In the UserControl object's General Declarations section you put a declaration beginning with the words "Public Event" followed by the event name you wish to use and then parentheses enclosing a list of the names and types of any parameters that the event will use. For example, let's say you declared a UserControl event called FoundOne that passes a single string parameter describing the object it has found. It would look like the following:

   Public Event FoundOne(FoundName As String)

You must then put code somewhere else in the UserControl's code to actually fire the event with the RaiseEvent statement:

   RaiseEvent FoundOne("Morsel")

Developers who use your control in their applications will see event procedures in their code windows for the Found event.

Implementing a Default User Interface Event with the Procedure Attributes Dialog Box

Imagine that you've just placed a new form in a standard VB project. Now imagine that you double-click the form before doing anything else—quick! What do you see? Of course, anyone who's programmed for more than a few days with VB will answer, "The Form/Load event procedure."

The Load event procedure is the Form event that the VB editor will show you by default, all other things being equal (that is if there's been no code placed in any other event procedures). The Load event is the default user interface event—the event whose procedure will show up by default in the Code Window if no other event procedures contain code.
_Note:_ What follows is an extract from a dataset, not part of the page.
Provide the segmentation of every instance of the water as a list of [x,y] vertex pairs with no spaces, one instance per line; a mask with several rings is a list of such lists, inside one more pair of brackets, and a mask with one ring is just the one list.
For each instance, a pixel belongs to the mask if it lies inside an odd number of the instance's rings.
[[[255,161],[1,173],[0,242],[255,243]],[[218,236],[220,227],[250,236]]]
You can probably think of the default user interface events for many other controls: Click for a CommandButton, Change for a TextBox, and so on.

You can give your custom control its own default user interface event by following these steps:

13.1 Giving Your Custom Control Its Own Default User Interface Event

  1. Make sure you're in a Code Window for the UserControl object.

  2. Bring up the Tools, Procedure Attributes option on the VB menu.

  3. In the resulting dialog box Name field, choose the name of the custom event you wish to designate as the default user interface event.

  4. Click the Advanced button to bring up more choices.

  5. In the Attributes section, check the box labeled User Interface Default.

  6. Click OK to save your choice and exit the dialog box.